Windows Phone 7: Early sales figures should be the least of anyone's concerns

I care less about Microsoft executives' continued refusal to share shipment number for Windows Phone 7 than I do about the company's (hopefully reversible) decision to prevent partners from porting the phone OS to slates.
Written by Mary Jo Foley, Senior Contributing Editor

I care less about Microsoft executives' continued refusal to go public with shipment number for Windows Phone 7 than I do about the company's (hopefully reversible) decision preventing partners from porting the phone operating system to slates and tablets.

At the "Dive Into Mobile" conference this week, Microsoft  corporate vice president and director of Windows Phone Program Management Joe Belfiore refused multiple times to provide an update on Windows Phone 7 sales. If I were Belfiore, I wouldn't be sharing numbers, either, since -- at least in my opinion, though not according to Microsoft's party line -- Windows Phone 7 is basically in soft-launch mode.

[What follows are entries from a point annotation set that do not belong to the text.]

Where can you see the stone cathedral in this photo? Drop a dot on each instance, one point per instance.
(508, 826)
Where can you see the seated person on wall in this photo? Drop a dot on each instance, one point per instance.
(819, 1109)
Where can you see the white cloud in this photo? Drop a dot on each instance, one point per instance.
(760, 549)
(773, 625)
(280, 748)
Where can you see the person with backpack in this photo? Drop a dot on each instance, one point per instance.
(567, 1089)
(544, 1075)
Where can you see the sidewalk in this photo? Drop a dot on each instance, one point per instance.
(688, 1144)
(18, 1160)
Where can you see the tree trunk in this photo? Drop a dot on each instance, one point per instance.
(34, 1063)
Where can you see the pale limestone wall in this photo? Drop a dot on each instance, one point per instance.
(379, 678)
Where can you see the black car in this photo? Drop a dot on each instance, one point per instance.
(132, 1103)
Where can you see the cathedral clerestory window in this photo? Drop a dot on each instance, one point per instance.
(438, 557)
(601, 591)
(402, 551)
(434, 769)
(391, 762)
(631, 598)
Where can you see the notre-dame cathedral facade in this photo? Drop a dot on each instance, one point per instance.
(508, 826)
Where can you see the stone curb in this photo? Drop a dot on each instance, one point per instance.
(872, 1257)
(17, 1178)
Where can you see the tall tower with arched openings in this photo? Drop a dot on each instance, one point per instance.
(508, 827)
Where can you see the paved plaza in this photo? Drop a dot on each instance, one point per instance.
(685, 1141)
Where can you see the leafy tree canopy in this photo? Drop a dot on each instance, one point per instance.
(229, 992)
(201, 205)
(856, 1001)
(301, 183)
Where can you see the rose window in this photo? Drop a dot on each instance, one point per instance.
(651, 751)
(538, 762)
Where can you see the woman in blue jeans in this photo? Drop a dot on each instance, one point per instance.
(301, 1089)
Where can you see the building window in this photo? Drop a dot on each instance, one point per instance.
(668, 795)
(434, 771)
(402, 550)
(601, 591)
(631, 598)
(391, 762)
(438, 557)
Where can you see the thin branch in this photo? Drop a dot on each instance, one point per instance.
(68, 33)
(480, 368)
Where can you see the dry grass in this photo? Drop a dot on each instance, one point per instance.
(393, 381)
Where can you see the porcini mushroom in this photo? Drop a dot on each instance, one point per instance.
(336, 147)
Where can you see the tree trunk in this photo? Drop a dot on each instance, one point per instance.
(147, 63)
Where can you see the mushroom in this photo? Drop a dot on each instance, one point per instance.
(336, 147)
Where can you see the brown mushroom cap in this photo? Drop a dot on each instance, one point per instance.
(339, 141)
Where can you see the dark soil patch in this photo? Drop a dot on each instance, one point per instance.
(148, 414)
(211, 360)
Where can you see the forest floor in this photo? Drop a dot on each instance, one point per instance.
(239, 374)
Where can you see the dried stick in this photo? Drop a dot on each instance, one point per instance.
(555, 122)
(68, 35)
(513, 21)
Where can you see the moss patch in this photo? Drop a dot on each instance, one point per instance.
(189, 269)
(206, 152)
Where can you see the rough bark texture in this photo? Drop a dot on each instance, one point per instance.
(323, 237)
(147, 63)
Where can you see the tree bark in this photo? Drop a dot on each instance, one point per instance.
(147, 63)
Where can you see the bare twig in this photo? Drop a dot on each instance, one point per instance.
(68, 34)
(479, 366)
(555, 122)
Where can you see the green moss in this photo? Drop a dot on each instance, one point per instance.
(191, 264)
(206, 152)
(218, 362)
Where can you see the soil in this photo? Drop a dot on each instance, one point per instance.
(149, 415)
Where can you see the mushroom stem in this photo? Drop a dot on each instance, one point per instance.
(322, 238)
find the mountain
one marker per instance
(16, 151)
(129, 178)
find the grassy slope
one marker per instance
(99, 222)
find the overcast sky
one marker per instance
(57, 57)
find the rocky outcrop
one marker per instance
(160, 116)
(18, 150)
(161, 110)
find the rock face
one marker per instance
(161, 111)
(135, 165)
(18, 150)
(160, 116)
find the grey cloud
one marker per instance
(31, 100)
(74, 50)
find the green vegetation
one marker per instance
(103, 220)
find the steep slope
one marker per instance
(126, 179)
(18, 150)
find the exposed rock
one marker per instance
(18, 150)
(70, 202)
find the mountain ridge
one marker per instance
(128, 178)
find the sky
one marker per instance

In the U.S., there are very few models of phones available on only two carriers (AT&T and T-Mobile). The first CDMA Windows Phone 7 models from Verizon and Sprint are sounding like early 2011 deliverables. Lack of stock and delays of models like the Dell Venue Pro (which Dell resolved a couple weeks ago) have undoubtedly hurt WP7 sales, as well.

However, I still find myself as incredulous as Engadget's Editor Joshua Topolsky, who asked Belfiore during his on-stage Q&A about Microsoft's decision to bar partners from shipping Windows Phone OS on tablets and slates.

You can’t possibly be this blind that Windows 7 isn’t going to work on tablets in the way you want it. Is that really the strategy?" asked Topolsky.

Belfiore reportedly said that while the "announced" strategy is that Windows 7 and its successors will be the operating system that Microsoft offers its partners for licensing for tablets and slates, "the company will evaluate that going forward."

Hopefully the "evaluation" period on that decision is sooner rather than later. An HTML 5-compliant Internet Explorer 9 running on Oak Trail processor-based Windows 7 slates will make Windows 7 slates more appealing than are the current generation hitting the market now. But a Windows Phone OS update that provided greater HTML 5/Silverlight/Flash support would be even more so, to my mind. Plus, offering the Windows Phone OS on slates would probably boost Microsoft's phone OS developer numbers further, and I'd argue, not at the expense of Windows.

Speaking of Windows Phone 7, there were a couple of other news and rumor tidbits of interest this week.

On the news front: Microsoft has changed its decision not to pay royalties until February 2011 to Windows Phone 7 app developers (after much developer outcry). Now developers will get their first checks in January instead. Microsoft officials said this week there are now more than 4,000 published Windows Phone 7 applications and 18,000 registered developers.

On the rumor front, there was word from Paul Thurrott that the first Verizon Windows Phone 7 model will be an HTC 7 Trophy, and that it may be out in January, 2011. January also is the rumored (and believable) timeframe for the first, promised update from Microsoft to the Windows Phone 7 operating system. This won't be a major update, the Redmondians have said, but it will deliver copy-and-paste functionality. WinRumours is hearing a second Windows Phone 7 operating system update may be on tap for February at the Mobile World Congress event. (Or maybe these two updates are really one and the same, with the January one delayed until February?)

I continue to hear from my contacts that there is a very real fear out there that Microsoft might "Kin" WP7 by pulling the plug if early sales are disappointing. I seriously doubt this is the case, as I've heard those joining the Windows Phone 7 team (at a high level) were asked to make a five-year commitment to the project. Microsoft isn't averse to throwing money at a market until it makes a dent (see Xbox, Bing). Whether early Windows Phone 7 sales have been good, bad or ugly, Microsoft is in this one for the long haul.